CAPE CORAL, Fla. - It's a story you saw first on WINK - dozens of cats living inside a single home. Animal Services had to put down a number of the felines that were in horrible health. But Tuesday, the agency is pausing before pressing charges for animal cruelty.
Over 80 cats, close to a dozen of them dead, were taken from a home on NE 23rd Avenue in Cape Coral. But now, Animal Services is taking a proactive approach instead of pressing charges.
Ellen Washburn says she was only trying to help the colonies of cats inhabiting her home.
"When you see a hungry animal, hungry and thirsty, you want to take care of it," Washburn said Friday.
But take one look inside, and Lee County Animal Services says it's a clear case of animal hoarding.
"It was not suitable for humans to live in the home, certainly would not have been suitable for animals to live in the home either," Adam Leath, Operations Manager of Lee County Animal Services said Tuesday.
The house has been condemned, and ten cats were put down due to illness stemming from the overcrowded quarters. Still, Animal Services is choosing not to charge the Washburn's with animal cruelty yet. Instead, the case is being turned over to the county's brand new Hoarding Task Force.

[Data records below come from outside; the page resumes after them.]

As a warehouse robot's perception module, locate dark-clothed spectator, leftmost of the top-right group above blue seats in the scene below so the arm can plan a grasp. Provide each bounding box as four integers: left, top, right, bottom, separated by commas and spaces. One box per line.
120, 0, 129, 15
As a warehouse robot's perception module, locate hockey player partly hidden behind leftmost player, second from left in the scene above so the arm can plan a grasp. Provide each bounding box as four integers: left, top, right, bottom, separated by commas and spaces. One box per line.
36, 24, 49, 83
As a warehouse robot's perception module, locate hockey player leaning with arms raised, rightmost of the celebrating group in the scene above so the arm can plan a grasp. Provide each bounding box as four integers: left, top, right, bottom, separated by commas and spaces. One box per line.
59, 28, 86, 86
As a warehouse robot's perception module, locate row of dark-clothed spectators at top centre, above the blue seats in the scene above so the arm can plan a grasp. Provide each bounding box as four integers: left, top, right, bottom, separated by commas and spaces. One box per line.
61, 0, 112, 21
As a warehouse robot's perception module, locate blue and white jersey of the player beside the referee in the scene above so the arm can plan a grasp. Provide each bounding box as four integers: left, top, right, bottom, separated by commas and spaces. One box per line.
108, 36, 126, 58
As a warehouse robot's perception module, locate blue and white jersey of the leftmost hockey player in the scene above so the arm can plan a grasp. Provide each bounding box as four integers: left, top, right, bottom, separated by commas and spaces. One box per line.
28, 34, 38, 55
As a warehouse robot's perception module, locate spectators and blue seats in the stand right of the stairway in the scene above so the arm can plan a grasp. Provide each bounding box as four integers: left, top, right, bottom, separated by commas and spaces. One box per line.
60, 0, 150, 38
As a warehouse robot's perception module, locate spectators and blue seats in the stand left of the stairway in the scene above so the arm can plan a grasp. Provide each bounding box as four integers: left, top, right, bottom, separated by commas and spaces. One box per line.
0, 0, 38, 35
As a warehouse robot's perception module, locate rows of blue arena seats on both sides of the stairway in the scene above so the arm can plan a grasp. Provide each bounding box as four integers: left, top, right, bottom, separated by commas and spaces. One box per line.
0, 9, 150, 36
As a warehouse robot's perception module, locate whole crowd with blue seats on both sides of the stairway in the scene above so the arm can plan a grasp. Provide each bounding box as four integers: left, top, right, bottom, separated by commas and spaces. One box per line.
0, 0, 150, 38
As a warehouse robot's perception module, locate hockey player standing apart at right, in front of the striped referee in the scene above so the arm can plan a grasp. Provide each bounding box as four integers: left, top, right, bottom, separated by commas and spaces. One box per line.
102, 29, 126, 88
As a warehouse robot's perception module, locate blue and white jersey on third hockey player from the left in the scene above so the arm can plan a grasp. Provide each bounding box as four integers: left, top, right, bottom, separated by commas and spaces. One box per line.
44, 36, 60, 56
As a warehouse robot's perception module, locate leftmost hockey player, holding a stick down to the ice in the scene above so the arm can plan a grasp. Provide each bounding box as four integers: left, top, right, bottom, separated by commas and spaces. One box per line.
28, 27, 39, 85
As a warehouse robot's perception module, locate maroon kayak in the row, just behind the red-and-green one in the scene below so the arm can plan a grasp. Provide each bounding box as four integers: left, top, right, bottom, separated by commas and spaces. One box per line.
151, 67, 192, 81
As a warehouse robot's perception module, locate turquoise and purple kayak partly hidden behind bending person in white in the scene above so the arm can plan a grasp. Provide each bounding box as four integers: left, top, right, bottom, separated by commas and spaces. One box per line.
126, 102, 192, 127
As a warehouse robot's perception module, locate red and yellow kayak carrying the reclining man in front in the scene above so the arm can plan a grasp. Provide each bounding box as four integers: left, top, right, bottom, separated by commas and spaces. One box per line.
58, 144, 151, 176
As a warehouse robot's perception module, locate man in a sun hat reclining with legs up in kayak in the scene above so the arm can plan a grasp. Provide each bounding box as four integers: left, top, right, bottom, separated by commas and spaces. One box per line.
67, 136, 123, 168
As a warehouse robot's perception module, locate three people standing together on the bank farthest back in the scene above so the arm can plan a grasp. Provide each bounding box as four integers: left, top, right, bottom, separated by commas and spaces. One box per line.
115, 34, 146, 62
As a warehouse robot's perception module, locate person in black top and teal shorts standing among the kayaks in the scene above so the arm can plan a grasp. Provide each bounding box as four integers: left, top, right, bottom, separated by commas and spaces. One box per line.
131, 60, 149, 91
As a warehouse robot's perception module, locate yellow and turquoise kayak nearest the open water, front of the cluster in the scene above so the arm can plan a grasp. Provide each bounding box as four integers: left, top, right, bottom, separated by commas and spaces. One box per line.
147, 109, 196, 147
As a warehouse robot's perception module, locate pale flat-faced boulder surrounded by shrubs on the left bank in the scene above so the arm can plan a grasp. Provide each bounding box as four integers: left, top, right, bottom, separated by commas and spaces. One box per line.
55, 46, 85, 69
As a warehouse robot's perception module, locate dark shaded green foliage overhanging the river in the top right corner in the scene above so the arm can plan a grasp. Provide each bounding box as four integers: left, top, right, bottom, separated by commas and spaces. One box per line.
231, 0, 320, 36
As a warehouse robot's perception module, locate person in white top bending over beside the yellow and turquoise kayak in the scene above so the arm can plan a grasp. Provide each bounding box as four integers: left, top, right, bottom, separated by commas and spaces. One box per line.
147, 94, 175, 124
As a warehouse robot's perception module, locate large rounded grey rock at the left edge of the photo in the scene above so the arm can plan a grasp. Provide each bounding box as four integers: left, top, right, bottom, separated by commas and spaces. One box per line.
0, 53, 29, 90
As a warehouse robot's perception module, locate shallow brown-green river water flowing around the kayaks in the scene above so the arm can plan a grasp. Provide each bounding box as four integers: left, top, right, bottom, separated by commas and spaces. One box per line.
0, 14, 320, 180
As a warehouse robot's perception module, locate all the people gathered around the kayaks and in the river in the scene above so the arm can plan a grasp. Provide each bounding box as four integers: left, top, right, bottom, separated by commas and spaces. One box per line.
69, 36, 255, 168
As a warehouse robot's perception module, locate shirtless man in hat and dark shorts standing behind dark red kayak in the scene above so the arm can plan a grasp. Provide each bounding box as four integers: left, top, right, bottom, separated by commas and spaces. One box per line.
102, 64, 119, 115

"Trying to make them pay fines or taking them to court is only going to be a short-term solution to a long-term problem," Leath said.
Animal Services, along with agencies like Lee County Sheriff's Office, and FMPD created the team in October, after noticing a spike in similar hoarding cases in Southwest Florida. They're now offering the couple counseling through social services and DCF.
"What you're seeing, the cats, the deleterious condition of the home, all those are symptoms. What we want to do is get to the root of the problem. And honestly, what that's going to be is mental health counseling," Leath said.
As long as the couple continues counseling, and avoids taking in any more cats, they'll likely dodge criminal charges.